The attacks were allegedly targeted at systems that move troops and equipment.
They included breaking in to computers on a commercial ship and uploading malicious software on to an airline's computers, the Senate report alleged.
Chinese officials denied the allegations.
A year-long investigation was concluded in March, but the findings have only just been made public.
In a 12-month period from June 2012, it found evidence of about 50 cyber-attacks on military contractors.
Of those, 20 were attributed to "an advanced persistent threat", a term associated with attacks on governments. All were attributed to China.
The report did not disclose the names of the affected contractors.
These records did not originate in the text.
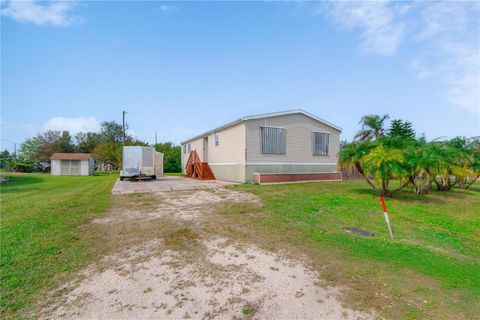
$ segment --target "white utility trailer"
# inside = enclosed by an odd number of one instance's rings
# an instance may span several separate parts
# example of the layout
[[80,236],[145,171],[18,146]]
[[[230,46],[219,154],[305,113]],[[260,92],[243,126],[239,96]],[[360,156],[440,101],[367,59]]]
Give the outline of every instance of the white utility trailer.
[[145,177],[163,177],[163,153],[153,147],[124,146],[120,180]]

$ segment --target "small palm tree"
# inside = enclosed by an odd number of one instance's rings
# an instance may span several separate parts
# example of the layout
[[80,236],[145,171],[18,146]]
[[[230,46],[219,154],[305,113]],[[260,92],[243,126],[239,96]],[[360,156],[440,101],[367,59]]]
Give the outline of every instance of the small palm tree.
[[448,142],[434,142],[434,152],[440,156],[433,167],[433,182],[439,191],[450,191],[464,177],[468,176],[469,163],[472,156],[464,148],[462,138],[454,138]]
[[338,155],[342,169],[357,168],[376,193],[387,197],[393,196],[396,191],[409,184],[409,180],[406,179],[400,188],[389,189],[391,179],[407,176],[402,167],[404,153],[400,148],[390,146],[389,144],[394,144],[390,140],[392,139],[385,137],[375,142],[368,140],[352,142],[344,146]]
[[370,141],[357,141],[345,144],[338,154],[338,164],[340,168],[346,171],[350,171],[355,167],[372,189],[376,190],[375,185],[368,175],[365,175],[365,170],[362,165],[363,158],[373,149],[373,147],[374,145]]
[[408,179],[413,185],[416,194],[428,193],[433,183],[433,168],[441,162],[442,157],[435,151],[432,143],[424,138],[405,149],[404,167],[409,172]]
[[359,124],[362,130],[355,135],[355,140],[374,140],[385,135],[385,121],[389,118],[388,114],[383,116],[370,114],[362,117]]
[[[377,145],[363,160],[366,175],[372,175],[381,186],[381,195],[393,197],[393,194],[404,187],[410,181],[407,179],[401,183],[400,187],[390,190],[390,180],[394,178],[404,177],[405,170],[403,162],[405,159],[404,152],[397,148],[388,148],[382,144]],[[377,189],[378,190],[378,189]]]

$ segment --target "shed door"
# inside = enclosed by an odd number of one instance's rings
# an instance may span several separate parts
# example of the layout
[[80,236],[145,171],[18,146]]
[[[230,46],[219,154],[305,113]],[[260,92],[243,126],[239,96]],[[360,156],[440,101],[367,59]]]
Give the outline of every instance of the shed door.
[[70,160],[70,175],[79,176],[80,174],[80,160]]
[[65,176],[79,176],[80,160],[60,160],[60,174]]

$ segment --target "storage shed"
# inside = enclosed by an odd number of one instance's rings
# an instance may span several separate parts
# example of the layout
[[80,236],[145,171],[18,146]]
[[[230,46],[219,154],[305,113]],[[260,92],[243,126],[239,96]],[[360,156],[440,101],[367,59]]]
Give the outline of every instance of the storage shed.
[[89,153],[54,153],[50,160],[54,176],[92,176],[95,168]]

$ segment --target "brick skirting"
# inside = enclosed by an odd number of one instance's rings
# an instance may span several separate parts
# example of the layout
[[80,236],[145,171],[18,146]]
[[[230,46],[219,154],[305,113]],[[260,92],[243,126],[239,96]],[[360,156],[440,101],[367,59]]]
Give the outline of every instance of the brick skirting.
[[341,172],[325,173],[254,173],[255,183],[281,183],[302,181],[342,180]]

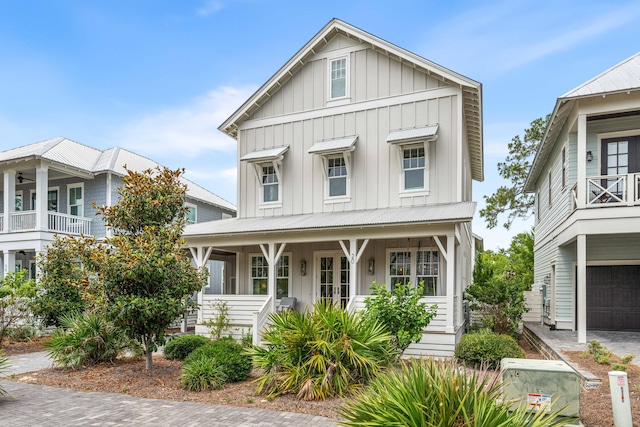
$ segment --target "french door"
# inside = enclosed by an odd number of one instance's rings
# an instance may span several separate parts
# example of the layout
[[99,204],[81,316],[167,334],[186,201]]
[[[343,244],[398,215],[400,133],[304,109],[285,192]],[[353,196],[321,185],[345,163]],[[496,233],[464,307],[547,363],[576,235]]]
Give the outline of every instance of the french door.
[[349,261],[344,254],[316,256],[317,298],[346,308],[349,302]]

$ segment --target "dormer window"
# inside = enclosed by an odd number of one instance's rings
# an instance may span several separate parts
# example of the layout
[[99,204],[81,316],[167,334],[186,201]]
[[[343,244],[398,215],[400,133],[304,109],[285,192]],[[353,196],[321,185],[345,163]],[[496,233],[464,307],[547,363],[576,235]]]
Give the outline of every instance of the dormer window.
[[348,96],[348,65],[349,61],[346,56],[329,61],[329,99]]
[[256,179],[260,184],[260,204],[278,205],[282,203],[282,160],[289,146],[253,151],[240,158],[241,162],[253,165]]
[[387,143],[397,147],[400,195],[429,191],[429,142],[438,137],[438,125],[392,131]]
[[320,141],[308,153],[318,154],[322,159],[325,178],[325,201],[344,201],[349,197],[351,181],[351,153],[355,150],[358,135]]

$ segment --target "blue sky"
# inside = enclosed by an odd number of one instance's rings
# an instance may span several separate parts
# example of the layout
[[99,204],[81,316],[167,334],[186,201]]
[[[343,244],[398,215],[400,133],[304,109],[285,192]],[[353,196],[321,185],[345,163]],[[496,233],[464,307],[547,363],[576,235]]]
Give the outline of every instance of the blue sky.
[[[217,130],[331,18],[483,84],[485,181],[555,99],[640,49],[640,2],[3,1],[0,150],[65,136],[120,146],[236,202],[235,142]],[[474,232],[485,247],[516,232]]]

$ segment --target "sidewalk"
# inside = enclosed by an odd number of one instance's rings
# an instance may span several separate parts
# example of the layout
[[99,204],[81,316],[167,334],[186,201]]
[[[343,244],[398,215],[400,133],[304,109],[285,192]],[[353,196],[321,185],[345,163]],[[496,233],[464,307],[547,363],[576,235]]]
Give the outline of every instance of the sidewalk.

"These peacetime intrusions into the networks of key defence contractors are more evidence of China's aggressive actions in cyberspace," senator Carl Levin, chairman of the committee, said.
Chinese embassy officials in Washington questioned the report, calling the accusations "groundless".
The row between China and the US over cyber-attacks has been a long-running one.
The Chinese government has previously accused US spies of infiltrating its computer networks.
In May the US government accused five Chinese military members of hacking into and stealing trade secrets from the computers of several large US companies.
The latest report revealed that officials had only been told about two of these incidents. It also found that US government agencies had failed to share the information about the attacks among themselves.
This lack of transparency from contractors has raised questions and prompted calls for new procedures about how such hacks are reported.
Senator Jim Inhofe, who sits on the committee, called for a central clearinghouse to make it easier for contractors to report suspicious cyber-activity.
According to the report, contractors are only required to report network-level cyber-intrusions.
Paul Dignan, from security firm F5 Networks, said: "A lot of attacks target end-users with malware so that they can piggyback on legitimate access to the network.
"Firms use lots of security vendors but there are also lots of gaps and, without adequate integration, it is these gaps that will be exploited."